Flemetis grew up cycling, making his way around the small Washington town where he grew up in a one-car family. He continued cycling as he rose through the ranks of the corps, where he retired as a Chief Warrant Officer III. Pursuing it post-retirement, he enrolled in the United Bicycle Institute professional mechanics and shop operations course.

These days, he rides a Gunnar Sport, Raleigh 29er and a Rivendell Sam Hillborne when he’s not heading up the repair crew at Sports Addiction. “I’m the service manager, but two heads are always better than one,” he said. “It’s a team effort here.”

And that team shares Flemetis’ love of cycling as well as his impressive military credentials. Chris Kraly is another retired Marine, who has been racing bikes since 1973. Growing up in Southern New Jersey, in a small town with no bike shop, Kraly learned about bicycle repair through necessity. “If you wanted to ride bikes, you had to fix them” he said. “We used to go down to the local dump and trash pick four to five old bikes and make one good bike out of them.”

Always on the move, Kraly was retired for all of six and a half weeks before taking a chance that Sports Addiction might be hiring. He stopped one day after lunch at a nearby restaurant and was hired in minutes. “I always laugh that someday I’ll grow out cycling, but this is something I look forward to every day,” he said.

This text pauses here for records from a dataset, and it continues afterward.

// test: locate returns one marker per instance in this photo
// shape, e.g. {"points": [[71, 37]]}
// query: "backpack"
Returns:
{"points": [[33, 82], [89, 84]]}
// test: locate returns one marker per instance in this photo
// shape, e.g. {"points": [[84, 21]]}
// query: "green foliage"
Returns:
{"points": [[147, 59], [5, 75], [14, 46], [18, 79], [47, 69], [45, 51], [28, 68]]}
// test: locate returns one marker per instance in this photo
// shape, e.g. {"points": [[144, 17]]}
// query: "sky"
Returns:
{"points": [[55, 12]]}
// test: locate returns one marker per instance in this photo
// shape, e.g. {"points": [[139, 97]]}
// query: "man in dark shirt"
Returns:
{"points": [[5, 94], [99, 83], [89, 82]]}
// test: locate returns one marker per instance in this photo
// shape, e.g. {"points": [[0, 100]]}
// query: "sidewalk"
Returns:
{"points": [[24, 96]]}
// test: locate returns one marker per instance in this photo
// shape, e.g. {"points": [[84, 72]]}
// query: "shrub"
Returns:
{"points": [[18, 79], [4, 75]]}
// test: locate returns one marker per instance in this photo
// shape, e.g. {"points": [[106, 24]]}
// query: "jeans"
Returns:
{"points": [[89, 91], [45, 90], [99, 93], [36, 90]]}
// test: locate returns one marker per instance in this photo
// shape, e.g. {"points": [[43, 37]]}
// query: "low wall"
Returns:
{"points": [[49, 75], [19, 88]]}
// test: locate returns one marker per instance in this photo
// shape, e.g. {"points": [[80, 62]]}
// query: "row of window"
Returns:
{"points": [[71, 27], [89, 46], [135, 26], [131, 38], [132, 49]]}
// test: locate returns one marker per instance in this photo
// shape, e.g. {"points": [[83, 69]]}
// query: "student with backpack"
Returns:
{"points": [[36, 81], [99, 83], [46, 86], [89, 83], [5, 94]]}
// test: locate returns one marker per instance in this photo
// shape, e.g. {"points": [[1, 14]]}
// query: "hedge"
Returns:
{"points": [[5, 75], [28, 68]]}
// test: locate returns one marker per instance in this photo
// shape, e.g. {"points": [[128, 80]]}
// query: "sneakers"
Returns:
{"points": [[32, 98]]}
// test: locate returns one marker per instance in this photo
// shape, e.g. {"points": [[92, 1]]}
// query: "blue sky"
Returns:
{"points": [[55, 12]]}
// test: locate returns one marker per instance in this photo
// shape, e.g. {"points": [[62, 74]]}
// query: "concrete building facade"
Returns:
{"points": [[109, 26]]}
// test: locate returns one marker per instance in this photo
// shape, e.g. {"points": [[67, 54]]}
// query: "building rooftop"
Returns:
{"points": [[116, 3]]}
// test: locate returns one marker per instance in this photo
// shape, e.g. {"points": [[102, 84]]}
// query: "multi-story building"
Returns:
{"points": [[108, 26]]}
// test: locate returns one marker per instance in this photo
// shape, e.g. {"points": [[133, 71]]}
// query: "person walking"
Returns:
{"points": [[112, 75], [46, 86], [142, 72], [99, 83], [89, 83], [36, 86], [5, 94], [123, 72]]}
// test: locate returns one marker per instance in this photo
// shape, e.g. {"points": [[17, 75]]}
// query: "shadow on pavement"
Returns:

Joining them in the shop, John Pedigo shared a similar road to Sports Addiction through the military, albeit at a slightly higher altitude. As a former Navy pilot, he flew A7s off the USS Forrestal and the USS Saratoga before flying with Delta as a widebody captain. “I retired to Bluffton out of Atlanta, and I’m an avid cyclist, so they offered me a job,” he said.

Riding his Trek Medon as a member of Kickin’ Asphalt, Pedigo honed his bicycle repair skills on the job, “helping the guys with whatever needs done.” 

“Chris is smarter than I am when it comes to repairs,” Pedigo said with extraordinary modesty. “I’ll occasionally get calls from neighbors asking to fix their bikes, but they’re at Chris’ door at 7 a.m.”

Heading the show at Sports Addiction is General Manager Brandon Stinsman, who might just have the most inspiring journey to the shop of anyone. A Lowcountry resident since age three, Stinsman grew up, in his own words “the chunky kid.”

“I started here right after high school, fell in love with bikes and fitness and worked my way up,” he said. With his fitness journey underway as he started, it accelerated as his Sports Addiction career grew, feeding his own sports addiction. “Fitness became an everyday thing, and then when I started cycling on top of it, it kind of melted off me,” he said.

Today, Stinsman is a fitness junkie who rides a dual-sport hybrid, runs 5Ks, hits the gym every day, and brings drive and enthusiasm to his work at Sports Addiction. And joining him at the Lowcountry’s favorite bike shops is a crew who took their own roads to get there but have found a path forward through helping others discover their love of sports, fitness and cycling.

“Each of these guys brings their own unique talents, experiences and personalities to the team,” Marri said. “And because of what they bring to the table, we all work together so well. It can be hard work, but they make it fun. We’re like a family.”